ParâmetroValor típico
Período alvo do isolamento (Tiso)2,0 a 3,5 segundos
Amortecimento equivalente (ξeq)15% a 30%
Deslocamento máximo no topo do isolador (dmax)200 a 500 mm
Razão de amortecimento do solo (D0)2% a 5% (argilas paulistanas)
Velocidade de onda de cisalhamento (Vs30)200 a 450 m/s (bacia de SP)

Serviços técnicos vinculados

01

Caracterização dinâmica do subsolo

Ensaios de MASW, HVSR e crosshole para determinar perfis de Vs30, períodos de ressonância e classes de sítio conforme a NBR 15421. Inclui relatório com espectro de resposta específico para o terreno.

02

Dimensionamento e verificação de isoladores

Modelagem numérica com análise time-history para definir tipo (LRB, HDRB ou deslizante), número e diâmetro dos isoladores. Verificação de deslocamentos máximos, forças de base e estabilidade pós-sismo.

Este serviço complementa o nosso ensaios in situ para uma análise integral do projeto.

Normas de referência

NBR 15421:2006 (Projeto de estruturas resistentes a sismos), ASCE/SEI 7-22 (Minimum Design Loads for Buildings — capítulo de isolamento), EN 15129:2018 (Anti-seismic devices — especificação para isoladores), ABNT NBR (Método de teste para propriedades dinâmicas de solos)

Dúvidas habituais

O que é o isolamento sísmico de base e como funciona?

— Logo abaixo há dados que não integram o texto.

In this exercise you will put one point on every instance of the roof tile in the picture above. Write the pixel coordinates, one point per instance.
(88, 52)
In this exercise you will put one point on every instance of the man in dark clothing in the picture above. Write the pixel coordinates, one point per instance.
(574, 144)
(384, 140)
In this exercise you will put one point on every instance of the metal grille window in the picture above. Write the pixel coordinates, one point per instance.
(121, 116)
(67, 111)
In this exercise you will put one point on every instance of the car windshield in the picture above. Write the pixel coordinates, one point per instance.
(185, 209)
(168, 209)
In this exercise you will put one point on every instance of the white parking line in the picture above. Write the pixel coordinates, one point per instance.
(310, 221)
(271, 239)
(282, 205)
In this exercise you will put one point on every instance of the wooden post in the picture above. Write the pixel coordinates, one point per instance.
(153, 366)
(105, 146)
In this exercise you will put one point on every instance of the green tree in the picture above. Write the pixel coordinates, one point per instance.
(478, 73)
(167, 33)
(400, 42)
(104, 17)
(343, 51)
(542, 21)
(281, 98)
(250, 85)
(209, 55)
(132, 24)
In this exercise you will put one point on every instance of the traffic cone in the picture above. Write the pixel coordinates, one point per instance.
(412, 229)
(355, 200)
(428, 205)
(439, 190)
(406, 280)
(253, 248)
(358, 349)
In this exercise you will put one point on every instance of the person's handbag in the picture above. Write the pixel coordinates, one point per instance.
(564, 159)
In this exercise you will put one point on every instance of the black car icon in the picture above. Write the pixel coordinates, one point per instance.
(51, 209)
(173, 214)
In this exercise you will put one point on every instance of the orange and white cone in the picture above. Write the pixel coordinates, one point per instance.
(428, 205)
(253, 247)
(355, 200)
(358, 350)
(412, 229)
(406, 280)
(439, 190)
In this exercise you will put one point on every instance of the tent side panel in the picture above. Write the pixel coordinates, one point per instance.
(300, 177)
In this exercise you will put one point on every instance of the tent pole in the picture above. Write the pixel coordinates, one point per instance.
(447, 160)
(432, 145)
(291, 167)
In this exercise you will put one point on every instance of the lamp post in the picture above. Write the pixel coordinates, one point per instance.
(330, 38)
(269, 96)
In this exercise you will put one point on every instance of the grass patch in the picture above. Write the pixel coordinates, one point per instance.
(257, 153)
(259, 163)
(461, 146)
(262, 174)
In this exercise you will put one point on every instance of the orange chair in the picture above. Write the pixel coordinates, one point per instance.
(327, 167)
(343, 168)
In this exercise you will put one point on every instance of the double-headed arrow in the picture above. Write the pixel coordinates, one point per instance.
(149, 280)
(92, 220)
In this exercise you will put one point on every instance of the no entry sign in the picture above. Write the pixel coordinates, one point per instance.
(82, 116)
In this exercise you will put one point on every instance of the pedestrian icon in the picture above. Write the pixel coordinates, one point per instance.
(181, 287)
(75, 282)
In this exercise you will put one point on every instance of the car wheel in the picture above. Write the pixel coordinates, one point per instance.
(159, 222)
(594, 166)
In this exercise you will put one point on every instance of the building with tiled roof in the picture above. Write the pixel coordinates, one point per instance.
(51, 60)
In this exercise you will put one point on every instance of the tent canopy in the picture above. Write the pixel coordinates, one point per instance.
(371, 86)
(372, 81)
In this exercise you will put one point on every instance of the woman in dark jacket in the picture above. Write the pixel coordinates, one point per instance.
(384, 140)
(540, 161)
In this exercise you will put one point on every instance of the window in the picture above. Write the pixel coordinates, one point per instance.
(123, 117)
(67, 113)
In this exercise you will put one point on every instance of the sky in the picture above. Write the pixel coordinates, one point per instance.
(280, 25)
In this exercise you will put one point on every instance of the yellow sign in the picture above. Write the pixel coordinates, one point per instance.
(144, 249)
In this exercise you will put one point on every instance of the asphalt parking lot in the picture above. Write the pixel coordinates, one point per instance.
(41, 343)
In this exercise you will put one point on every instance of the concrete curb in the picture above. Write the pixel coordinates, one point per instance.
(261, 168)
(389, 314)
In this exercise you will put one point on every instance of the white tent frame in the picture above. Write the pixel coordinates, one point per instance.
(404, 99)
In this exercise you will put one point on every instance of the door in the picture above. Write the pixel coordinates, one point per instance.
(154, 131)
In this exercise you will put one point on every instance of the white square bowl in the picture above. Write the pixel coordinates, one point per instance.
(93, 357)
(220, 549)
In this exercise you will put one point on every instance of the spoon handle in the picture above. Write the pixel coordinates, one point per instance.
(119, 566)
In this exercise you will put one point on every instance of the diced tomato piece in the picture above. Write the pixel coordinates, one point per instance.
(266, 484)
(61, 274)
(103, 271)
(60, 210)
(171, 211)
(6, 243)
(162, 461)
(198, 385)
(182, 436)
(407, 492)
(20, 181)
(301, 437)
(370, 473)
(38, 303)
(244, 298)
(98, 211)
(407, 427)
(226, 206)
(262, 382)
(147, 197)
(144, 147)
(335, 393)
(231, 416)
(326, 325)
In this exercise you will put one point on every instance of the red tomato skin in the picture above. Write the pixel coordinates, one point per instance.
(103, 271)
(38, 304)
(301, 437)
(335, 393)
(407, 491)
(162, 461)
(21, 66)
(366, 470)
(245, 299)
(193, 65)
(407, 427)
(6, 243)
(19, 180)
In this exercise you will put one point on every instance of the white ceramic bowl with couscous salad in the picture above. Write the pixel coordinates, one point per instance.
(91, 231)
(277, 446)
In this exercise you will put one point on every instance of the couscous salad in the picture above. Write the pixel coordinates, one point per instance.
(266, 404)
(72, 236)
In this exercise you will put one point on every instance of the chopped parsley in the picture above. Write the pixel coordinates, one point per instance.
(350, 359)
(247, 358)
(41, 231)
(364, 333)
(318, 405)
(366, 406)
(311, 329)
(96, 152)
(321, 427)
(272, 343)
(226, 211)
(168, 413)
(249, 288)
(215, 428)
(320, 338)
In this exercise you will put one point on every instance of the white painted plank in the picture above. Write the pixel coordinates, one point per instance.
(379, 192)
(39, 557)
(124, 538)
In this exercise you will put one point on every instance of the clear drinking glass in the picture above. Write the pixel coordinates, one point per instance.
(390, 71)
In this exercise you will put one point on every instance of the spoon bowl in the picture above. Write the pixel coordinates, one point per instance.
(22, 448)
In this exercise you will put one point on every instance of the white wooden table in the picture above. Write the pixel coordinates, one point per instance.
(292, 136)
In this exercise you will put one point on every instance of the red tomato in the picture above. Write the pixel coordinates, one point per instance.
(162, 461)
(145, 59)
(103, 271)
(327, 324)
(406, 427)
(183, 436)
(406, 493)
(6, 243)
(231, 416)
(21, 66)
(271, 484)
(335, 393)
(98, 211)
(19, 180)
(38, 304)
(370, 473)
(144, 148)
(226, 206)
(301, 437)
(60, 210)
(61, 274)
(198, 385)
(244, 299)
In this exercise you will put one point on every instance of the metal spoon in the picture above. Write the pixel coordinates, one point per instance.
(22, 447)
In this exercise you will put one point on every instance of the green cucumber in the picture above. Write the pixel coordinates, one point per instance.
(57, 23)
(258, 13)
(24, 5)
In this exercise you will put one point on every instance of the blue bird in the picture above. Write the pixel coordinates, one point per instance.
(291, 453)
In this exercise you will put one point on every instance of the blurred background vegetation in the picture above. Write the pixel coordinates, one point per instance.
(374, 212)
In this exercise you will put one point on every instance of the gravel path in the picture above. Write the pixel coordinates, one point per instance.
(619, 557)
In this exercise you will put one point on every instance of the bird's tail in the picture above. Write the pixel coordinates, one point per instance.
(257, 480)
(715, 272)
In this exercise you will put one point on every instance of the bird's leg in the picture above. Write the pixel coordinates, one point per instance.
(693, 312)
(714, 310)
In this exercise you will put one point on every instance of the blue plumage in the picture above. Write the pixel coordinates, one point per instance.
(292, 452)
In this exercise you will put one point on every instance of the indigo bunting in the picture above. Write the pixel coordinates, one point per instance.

É uma técnica de engenharia que insere dispositivos flexíveis (isoladores) entre a fundação e a estrutura. Eles desacoplam o movimento do solo do edifício, reduzindo as acelerações transmitidas. Funciona como um filtro mecânico: enquanto o solo se move, a estrutura permanece praticamente estável, desde que o período do isolamento seja bem calibrado.

Qual a diferença entre isoladores LRB e HDRB?

LRB (lead rubber bearing) usa um núcleo de chumbo que dissipa energia por deformação plástica — ideal para deslocamentos moderados. HDRB (high damping rubber bearing) usa borracha natural com alto amortecimento interno, dispensando o núcleo de chumbo. A escolha depende do nível de deslocamento esperado e do período alvo do projeto.

Quanto custa um projeto de isolamento sísmico de base em São Paulo?

O custo referencial para um projeto completo, incluindo ensaios de campo, modelagem numérica e dimensionamento dos isoladores, fica entre R$ 11.140 e R$ 20.910. Esse valor cobre desde a campanha de MASW/HVSR até o relatório executivo com especificações dos dispositivos. Varia conforme o porte da estrutura e a complexidade do subsolo.

O isolamento sísmico de base é obrigatório em São Paulo?

Não é obrigatório para edifícios residenciais comuns. A NBR 15421 exige análise sísmica para estruturas de alto risco (hospitais, centrais de emergência, barragens). Mas cada vez mais incorporadores optam pelo isolamento em data centers e edifícios corporativos para reduzir danos e garantir continuidade operacional mesmo em eventos sísmicos raros.